VP Lily Eskelsen Garcia will be elected to replace him later this week.

His appearance and speech Sunday in front of the 350 or so retired delegates at our pre-RA conference was warmly received.

DVR usually doesn’t so much fire up a crowd as make us all a little sleepy.

But the retired delegates responded warmly yesterday to a president who genuinely expressed his appreciation to IEA members who have lived committed lives. And he pointed out veterans of the struggle in the crowd by name, expressing jovial surprise as he caught sight of them in the room.

His speech to the retired conference is often a preview of what he will say from the over-sized podium of the Representative Assembly.

Last year he went a little off-message and awkwardly pitted collective bargaining against advocacy of the Common Core. And did it with an aggressive tone and with a little belligerency.

I wrote then:

Yet here is what I heard DVR say: That with the defeat of collective bargaining in states like Michigan and Wisconsin, the NEA will focus less on those kind of issues and focus more on issues of teaching quality, particularly the implementation of the Common Core. He was quite aggressive in his advocacy of the Common Core, throwing down the challenge to those on the Right and the Left who have been critical of it. DVR said that if you have nothing better to offer, step back.

When I reported on his speech to the 2013 Retired Conference I  caught hell from some of his staff. But I had checked what I had heard with others in the room, and I had reported it correctly.

This year the substance hasn’t changed although the tone certainly has.

Dennis traced the history of the NEA, its transition from a professional organization into a union, its merger with the African-American ATA in the sixties, our role in the Civil Rights Movement and our decades-long and continuing fight for school equity.

Many of the retirees nodded along as he recounted that history because they had been through so much of it.

It was all about how the NEA had changed over the years and how that change was always difficult and how support for Common Core was a continuation of change that is difficult.

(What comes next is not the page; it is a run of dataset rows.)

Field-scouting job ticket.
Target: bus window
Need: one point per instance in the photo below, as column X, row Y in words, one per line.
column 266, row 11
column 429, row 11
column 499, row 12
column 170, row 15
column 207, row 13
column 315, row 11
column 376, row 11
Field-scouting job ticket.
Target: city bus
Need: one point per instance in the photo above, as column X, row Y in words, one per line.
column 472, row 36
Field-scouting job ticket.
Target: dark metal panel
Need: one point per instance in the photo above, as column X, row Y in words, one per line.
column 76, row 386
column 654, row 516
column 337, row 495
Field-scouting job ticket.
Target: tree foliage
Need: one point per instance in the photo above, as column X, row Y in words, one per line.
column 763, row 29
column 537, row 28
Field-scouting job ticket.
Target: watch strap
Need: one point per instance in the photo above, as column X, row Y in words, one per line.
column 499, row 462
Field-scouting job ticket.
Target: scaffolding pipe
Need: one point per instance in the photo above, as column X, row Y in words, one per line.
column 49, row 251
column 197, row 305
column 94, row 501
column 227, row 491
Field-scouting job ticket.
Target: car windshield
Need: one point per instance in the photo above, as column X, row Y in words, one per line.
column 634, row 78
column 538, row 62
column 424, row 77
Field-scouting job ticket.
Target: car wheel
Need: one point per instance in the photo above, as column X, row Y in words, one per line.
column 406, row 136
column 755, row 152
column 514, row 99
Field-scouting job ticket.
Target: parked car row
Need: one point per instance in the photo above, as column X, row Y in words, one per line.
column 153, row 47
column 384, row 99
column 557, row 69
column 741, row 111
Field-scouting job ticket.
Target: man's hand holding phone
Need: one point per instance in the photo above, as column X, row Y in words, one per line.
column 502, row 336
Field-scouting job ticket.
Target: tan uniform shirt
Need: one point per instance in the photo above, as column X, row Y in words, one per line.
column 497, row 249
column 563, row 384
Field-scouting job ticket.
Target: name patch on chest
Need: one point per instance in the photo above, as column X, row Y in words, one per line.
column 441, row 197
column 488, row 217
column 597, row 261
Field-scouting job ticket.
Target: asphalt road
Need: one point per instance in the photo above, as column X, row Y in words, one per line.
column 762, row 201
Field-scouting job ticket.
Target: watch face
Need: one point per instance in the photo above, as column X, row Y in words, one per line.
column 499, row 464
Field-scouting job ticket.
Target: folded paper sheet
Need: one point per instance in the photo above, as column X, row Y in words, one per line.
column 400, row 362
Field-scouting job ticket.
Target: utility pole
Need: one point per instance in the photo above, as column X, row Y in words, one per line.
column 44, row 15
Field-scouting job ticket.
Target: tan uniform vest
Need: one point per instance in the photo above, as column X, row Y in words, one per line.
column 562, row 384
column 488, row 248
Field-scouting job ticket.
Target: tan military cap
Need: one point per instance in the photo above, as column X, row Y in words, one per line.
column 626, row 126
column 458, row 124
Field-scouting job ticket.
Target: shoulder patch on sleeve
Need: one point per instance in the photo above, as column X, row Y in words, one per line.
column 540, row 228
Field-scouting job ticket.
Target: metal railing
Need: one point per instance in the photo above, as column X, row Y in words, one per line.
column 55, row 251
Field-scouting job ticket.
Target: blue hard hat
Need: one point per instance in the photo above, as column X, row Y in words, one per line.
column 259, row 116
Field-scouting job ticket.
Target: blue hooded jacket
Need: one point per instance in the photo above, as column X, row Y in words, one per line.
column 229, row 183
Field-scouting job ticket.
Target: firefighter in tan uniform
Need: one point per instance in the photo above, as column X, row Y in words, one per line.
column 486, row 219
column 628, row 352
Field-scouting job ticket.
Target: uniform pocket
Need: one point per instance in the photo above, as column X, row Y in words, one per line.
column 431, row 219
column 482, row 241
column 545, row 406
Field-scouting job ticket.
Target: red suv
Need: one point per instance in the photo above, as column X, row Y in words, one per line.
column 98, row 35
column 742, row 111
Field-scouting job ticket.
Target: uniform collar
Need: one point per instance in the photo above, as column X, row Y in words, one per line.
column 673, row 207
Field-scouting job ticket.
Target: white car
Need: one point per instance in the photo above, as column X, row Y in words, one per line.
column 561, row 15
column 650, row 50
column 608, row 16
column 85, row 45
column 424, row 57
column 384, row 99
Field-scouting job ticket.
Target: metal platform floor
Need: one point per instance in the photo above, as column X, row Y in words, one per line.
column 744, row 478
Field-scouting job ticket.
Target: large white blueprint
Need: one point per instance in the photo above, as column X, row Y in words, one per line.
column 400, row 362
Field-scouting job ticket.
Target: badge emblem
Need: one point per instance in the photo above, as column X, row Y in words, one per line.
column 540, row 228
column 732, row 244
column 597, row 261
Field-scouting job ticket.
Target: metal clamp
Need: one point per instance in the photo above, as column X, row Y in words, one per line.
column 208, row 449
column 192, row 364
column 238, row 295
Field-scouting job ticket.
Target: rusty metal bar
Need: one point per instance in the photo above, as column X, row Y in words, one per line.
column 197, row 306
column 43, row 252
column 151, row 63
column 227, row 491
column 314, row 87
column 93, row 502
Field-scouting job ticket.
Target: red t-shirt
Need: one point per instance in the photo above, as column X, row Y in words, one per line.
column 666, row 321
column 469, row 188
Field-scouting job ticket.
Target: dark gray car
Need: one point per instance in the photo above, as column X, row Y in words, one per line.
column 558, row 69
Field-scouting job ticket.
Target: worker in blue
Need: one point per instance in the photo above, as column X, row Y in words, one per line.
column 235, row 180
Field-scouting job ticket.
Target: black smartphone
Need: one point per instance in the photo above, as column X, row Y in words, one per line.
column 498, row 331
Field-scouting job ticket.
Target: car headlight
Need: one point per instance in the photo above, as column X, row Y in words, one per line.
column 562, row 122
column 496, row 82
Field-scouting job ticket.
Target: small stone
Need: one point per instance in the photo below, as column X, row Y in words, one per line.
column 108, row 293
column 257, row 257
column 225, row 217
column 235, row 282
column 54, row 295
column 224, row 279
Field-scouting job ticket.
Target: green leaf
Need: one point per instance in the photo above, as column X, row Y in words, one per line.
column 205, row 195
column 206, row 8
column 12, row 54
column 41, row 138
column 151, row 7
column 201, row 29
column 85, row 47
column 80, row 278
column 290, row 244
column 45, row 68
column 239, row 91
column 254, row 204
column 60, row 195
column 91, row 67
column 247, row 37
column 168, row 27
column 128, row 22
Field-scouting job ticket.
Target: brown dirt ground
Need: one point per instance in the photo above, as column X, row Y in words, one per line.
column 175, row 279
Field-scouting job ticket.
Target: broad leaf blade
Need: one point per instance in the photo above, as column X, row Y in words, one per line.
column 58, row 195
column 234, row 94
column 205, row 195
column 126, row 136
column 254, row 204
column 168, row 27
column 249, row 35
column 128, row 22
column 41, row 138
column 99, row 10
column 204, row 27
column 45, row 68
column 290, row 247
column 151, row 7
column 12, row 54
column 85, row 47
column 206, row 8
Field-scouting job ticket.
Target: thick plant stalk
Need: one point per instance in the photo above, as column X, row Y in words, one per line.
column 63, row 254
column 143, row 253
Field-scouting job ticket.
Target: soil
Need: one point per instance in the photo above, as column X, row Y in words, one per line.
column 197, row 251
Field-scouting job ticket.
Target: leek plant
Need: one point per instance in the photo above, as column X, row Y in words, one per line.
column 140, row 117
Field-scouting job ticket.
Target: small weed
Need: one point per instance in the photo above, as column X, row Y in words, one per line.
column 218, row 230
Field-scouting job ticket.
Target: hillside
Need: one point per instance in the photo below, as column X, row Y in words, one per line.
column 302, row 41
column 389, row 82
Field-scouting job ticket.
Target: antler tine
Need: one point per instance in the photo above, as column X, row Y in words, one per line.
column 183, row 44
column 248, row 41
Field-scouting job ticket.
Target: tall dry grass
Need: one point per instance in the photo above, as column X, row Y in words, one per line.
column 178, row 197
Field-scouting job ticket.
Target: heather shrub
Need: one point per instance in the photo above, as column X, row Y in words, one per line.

If the speech to the retirees was a preview of what is coming we can hear sharper words coming from the RA than ever before on the use and misuse of standardized testing and broken teacher evaluation models.

We will hear stronger support for the growing movement of parents opting their children out of the tests.

There will be louder demands to end No Child Left Behind.

But the support for Common Core will continue.

DVR was clear as he could be when he equated Common Core with equity.

Rather than being aggressive in tone, he was pleading. “I shake my head when I hear from those who say that we – as education professionals – should not be in the business of taking control of our profession and demanding high expectations and high standards for all students.”

There are very few active teachers that I come into contact with who describe Common Core in the classroom in that way. In fact, quite the opposite. Common core hasn’t raised expectations and standards of achievement.

It has dumbed it all down.

It does not seem as DVR will change his Common Core narrative in his final days as President of the NEA.